To be honest, its breakneck pace is probably why some people struggle to keep up with what’s going on, but generally I wouldn’t let it bother you. It helps as well that there is a terrific cast of interesting actors – one of the great strengths of this series has always been its unconventional casting decisions. Would anyone else have thought of Béart and Scott Thomas as secret agents? Each actor has the skill and confidence to invest often paper-thin characters with depth – Rhames plays Luther so well, he stuck around for the rest of the series, despite us learning very little about him here. Voight has a perfect world-weary fixedness as Phelps, Reno is great value as a sociopathic hired gun and Redgrave has a lot of a fun as a cut-glass arms dealer.

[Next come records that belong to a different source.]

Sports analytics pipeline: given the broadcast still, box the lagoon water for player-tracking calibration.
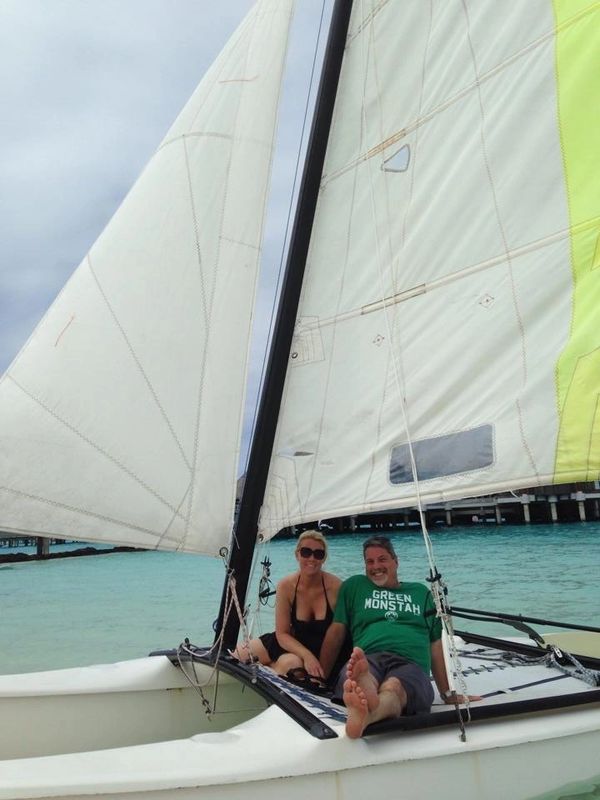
[0,522,600,800]
[0,522,600,674]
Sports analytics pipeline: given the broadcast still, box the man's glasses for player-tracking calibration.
[298,547,325,561]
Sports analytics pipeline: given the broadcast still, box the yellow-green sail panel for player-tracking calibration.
[554,0,600,483]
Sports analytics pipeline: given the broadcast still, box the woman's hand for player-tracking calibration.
[303,653,325,678]
[443,694,481,706]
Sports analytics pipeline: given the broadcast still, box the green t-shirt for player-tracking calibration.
[333,575,442,674]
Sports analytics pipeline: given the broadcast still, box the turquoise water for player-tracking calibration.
[0,523,600,673]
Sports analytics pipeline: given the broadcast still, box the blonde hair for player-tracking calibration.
[296,529,327,558]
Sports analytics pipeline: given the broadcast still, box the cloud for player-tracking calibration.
[0,0,331,476]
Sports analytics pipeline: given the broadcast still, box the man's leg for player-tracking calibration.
[344,647,379,711]
[344,647,407,739]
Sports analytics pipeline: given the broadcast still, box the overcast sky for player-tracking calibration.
[0,0,330,384]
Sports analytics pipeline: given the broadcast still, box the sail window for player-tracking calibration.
[390,425,494,483]
[381,144,410,172]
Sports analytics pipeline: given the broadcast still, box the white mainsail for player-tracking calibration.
[260,0,600,537]
[0,0,292,555]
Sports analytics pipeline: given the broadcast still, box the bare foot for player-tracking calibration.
[344,680,369,739]
[344,647,379,711]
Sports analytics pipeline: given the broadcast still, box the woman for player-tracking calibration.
[234,530,342,678]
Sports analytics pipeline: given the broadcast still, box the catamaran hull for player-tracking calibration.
[0,658,600,800]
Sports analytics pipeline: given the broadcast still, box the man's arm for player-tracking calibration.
[431,639,481,705]
[319,622,346,678]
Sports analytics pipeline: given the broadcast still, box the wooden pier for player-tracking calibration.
[290,481,600,535]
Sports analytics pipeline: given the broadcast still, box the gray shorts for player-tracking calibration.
[333,653,434,715]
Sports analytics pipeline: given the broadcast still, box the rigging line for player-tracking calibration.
[288,217,588,331]
[243,0,326,482]
[361,0,470,720]
[323,3,600,185]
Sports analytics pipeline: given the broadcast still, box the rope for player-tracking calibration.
[360,0,471,741]
[177,551,258,719]
[502,644,600,686]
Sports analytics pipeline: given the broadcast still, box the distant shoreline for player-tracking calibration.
[0,546,144,564]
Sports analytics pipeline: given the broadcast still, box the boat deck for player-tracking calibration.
[169,633,600,739]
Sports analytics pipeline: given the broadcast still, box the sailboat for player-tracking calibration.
[0,0,600,800]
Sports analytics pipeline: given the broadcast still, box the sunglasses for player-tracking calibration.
[298,547,325,561]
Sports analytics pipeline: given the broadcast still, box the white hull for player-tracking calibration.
[0,657,600,800]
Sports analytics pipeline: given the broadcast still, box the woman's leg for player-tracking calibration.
[232,639,271,667]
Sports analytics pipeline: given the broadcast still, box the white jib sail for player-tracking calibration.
[0,0,291,555]
[261,0,600,537]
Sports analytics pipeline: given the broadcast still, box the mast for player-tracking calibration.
[216,0,352,649]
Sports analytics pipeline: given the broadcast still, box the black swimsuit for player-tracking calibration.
[259,576,333,661]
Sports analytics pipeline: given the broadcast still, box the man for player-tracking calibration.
[320,536,479,739]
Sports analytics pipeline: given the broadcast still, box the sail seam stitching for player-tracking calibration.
[0,486,172,544]
[86,253,190,469]
[462,0,540,480]
[322,8,595,186]
[8,375,186,524]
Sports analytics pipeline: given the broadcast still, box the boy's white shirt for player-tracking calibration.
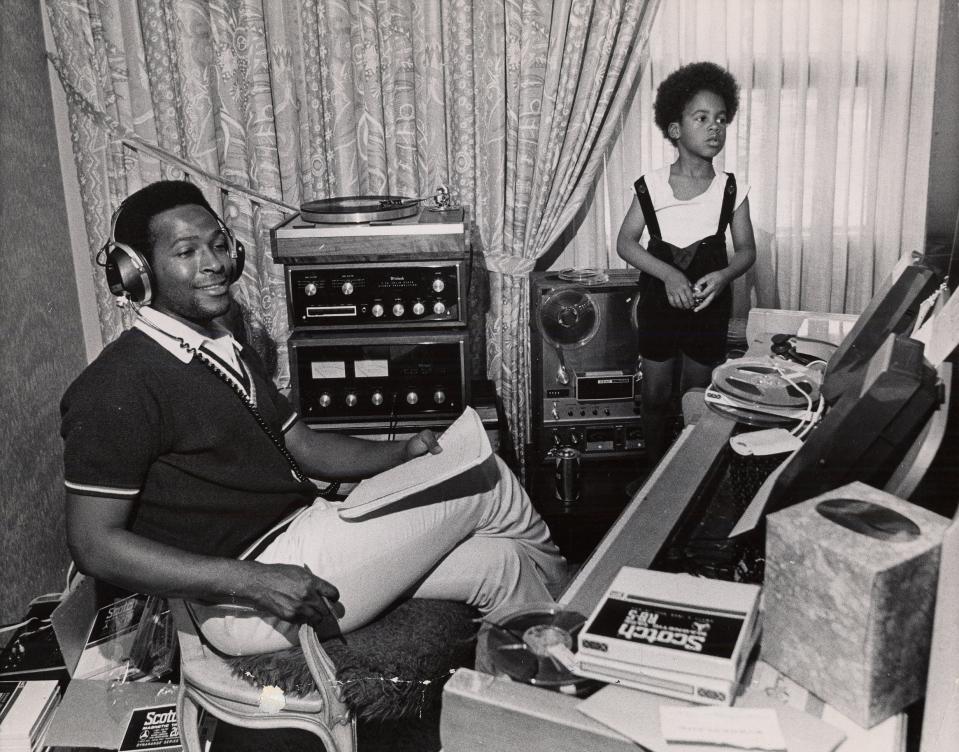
[644,165,749,248]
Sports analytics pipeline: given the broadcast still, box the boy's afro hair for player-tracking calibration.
[653,62,739,138]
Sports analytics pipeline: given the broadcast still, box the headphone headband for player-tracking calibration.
[97,200,246,305]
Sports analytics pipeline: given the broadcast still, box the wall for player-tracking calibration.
[0,2,86,622]
[926,0,959,247]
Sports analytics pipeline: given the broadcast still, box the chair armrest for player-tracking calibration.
[300,624,350,721]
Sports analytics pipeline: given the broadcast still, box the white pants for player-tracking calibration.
[194,455,566,655]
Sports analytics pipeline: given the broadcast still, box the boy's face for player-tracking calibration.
[150,204,233,324]
[669,90,728,160]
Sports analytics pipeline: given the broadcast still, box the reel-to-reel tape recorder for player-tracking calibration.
[530,269,644,459]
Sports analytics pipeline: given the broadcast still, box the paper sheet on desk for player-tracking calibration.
[576,684,844,752]
[339,407,493,519]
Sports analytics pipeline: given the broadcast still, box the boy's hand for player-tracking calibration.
[663,270,695,310]
[693,272,728,313]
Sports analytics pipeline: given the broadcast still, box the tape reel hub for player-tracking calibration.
[523,624,573,656]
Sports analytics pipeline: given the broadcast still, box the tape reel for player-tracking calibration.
[713,358,822,407]
[478,604,595,695]
[537,287,602,348]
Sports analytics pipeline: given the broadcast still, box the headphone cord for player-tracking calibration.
[177,337,309,483]
[176,337,340,499]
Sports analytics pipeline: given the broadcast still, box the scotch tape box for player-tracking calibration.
[762,482,948,728]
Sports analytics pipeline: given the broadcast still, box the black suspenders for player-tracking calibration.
[633,172,736,240]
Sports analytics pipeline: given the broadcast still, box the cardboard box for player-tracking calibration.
[44,577,179,750]
[762,482,947,728]
[577,567,760,682]
[44,679,179,750]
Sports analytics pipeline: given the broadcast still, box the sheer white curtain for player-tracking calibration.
[551,0,939,317]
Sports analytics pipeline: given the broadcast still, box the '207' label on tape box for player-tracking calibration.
[581,598,745,658]
[120,705,181,752]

Mission: Impossible is, to be frank, tons of fun. It’s basically a simple film disguising itself as a complex one, but it’s rewarding enough that you enjoy working out the plot alongside Hunt. It treats the viewer with a certain rewarding confidence and it’s crammed with distinctive and iconic shots. Is it any wonder Cruise saddled up five more times (and counting) and chose to accept the mission again?